UKIP should not become anti-Islam, party's Welsh MEP warns
- Published
UKIP's main focus should not become anti-Islam, the party's MEP in Wales has said.
Nathan Gill has criticised his party's general election campaign pledge to ban full face veils worn by Muslim women.
He said the move to announce it early in the campaign meant the party could not talk about anything else.
Mr Gill argued government should not dictate what "you can and can't wear" and said he did not want to associate himself with the campaign.
UKIP said the veil was an "instrument of oppression", adding it sought to "lift the veil" on "that oppression" and it had been banned in other countries.
"If we are to bring communities together, we must begin by removing the implements of oppression and division," a party spokesman said.
UKIP saw its UK-wide vote share fall by 10.8% to 1.8% at the 2017 general election. It won no seats and leader Paul Nuttall resigned the day after.
At the launch of the party's general election manifesto, which took place in the days after the Manchester terror attack, former leader Mr Nuttall said radical Islam was a "cancer that needs to be cut out".
Mr Gill told BBC Wales: "I don't want our party's raison d'etre to become anti-Islam.
"Ultimately we all live on a very small island. We've all got to get on.

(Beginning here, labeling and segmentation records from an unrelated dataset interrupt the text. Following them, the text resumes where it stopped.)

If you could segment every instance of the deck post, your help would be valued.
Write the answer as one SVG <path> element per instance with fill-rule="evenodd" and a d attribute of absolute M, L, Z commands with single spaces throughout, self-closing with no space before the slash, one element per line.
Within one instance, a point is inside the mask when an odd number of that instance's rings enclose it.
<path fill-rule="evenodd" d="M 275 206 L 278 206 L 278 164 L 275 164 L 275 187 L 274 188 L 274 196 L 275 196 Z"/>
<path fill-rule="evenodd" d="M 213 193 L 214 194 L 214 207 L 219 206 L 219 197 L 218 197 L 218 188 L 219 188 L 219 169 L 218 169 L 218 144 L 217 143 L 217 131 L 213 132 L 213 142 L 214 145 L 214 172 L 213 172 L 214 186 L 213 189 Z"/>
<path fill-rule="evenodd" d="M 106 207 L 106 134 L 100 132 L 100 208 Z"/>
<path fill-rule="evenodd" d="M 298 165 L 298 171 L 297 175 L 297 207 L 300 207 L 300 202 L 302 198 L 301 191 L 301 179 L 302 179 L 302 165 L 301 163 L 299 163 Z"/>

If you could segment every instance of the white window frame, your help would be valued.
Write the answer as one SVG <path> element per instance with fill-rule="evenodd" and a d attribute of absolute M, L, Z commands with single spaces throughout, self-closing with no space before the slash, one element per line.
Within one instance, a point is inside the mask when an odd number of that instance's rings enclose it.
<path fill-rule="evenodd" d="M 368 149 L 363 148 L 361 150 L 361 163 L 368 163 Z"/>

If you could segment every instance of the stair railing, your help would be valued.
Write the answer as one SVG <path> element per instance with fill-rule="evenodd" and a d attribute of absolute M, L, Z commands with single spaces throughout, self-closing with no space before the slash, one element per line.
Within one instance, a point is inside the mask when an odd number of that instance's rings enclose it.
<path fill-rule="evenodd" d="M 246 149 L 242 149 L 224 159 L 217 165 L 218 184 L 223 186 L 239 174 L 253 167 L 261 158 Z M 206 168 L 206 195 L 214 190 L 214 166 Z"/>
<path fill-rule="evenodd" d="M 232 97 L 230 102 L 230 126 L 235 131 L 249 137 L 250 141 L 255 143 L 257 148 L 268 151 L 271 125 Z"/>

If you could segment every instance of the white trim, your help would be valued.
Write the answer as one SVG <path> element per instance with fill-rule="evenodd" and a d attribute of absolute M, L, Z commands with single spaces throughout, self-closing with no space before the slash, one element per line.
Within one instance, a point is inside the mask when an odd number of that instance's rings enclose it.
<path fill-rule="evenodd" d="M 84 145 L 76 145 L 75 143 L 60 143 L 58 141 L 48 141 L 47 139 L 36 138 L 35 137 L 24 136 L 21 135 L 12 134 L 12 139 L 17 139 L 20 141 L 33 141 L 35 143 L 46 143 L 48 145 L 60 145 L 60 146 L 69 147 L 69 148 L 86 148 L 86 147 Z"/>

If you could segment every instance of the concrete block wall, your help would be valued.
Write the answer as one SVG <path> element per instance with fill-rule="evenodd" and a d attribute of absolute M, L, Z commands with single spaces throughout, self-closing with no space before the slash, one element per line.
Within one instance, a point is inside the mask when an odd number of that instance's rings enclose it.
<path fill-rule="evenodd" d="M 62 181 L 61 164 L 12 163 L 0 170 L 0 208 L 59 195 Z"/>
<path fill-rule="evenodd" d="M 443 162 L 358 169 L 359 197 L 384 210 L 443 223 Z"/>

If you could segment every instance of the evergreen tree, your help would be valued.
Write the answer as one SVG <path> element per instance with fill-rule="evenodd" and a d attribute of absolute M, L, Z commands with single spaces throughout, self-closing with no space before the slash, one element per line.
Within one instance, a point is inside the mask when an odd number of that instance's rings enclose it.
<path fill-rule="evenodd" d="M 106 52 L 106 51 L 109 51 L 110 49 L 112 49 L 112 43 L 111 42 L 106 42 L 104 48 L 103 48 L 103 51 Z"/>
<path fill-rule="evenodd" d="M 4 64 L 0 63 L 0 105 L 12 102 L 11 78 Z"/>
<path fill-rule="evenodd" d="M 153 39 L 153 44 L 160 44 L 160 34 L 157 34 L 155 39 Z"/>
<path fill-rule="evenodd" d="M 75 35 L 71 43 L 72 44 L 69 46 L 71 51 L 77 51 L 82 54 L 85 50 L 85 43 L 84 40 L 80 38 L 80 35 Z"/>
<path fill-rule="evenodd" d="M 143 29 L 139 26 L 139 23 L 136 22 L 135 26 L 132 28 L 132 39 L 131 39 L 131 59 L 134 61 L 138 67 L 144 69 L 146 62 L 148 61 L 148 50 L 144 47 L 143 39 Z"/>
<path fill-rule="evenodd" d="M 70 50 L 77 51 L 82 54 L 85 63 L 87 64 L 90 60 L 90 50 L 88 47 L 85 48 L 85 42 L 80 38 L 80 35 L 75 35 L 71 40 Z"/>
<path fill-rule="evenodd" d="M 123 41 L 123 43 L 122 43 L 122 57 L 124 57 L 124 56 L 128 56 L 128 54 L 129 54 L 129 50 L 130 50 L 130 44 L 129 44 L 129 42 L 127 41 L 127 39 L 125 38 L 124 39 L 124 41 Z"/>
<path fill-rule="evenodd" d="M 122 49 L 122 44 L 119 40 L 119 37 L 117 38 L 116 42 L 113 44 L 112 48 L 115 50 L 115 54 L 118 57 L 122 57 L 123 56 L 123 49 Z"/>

"It's pointless us talking about very emotive words like cancers and things like that, when we should be talking about harmonisation and us getting on together as a people.
"The amount of people who have a problem with Islam, or Muslim immigration or things like that, must be 1% of the population."
Criticising the fact that UKIP's campaign was "kicked off" by the announcement of a face veil ban, Mr Gill said: "It meant that we couldn't talk about anything else because that was always going to be brought up by the media and by the opposition.
"We should have kicked the campaign off with a positive vision of a post-Brexit Britain."
Mr Gill, who sits as an independent AM in the assembly and led UKIP Wales during the EU referendum campaign, said: "I don't want government dictating to us, to the level of what you can and can't wear, and to the level of how you worship, or all these different things.
"I didn't do anything during the general election campaign - I didn't really want to be associated with it."
Mr Gill also said a claim by Neil Hamilton, assembly UKIP group leader, that there was no problem with Islamophobia in Britain was "nonsense".
"Some people just enjoy media attention. I never sought that," he said.
"There's no point making silly claims and there's no point saying things that you don't really fully understand or that you've not fully researched.
"I just feel that we don't have to tout ourselves in front of the media saying outrageous things."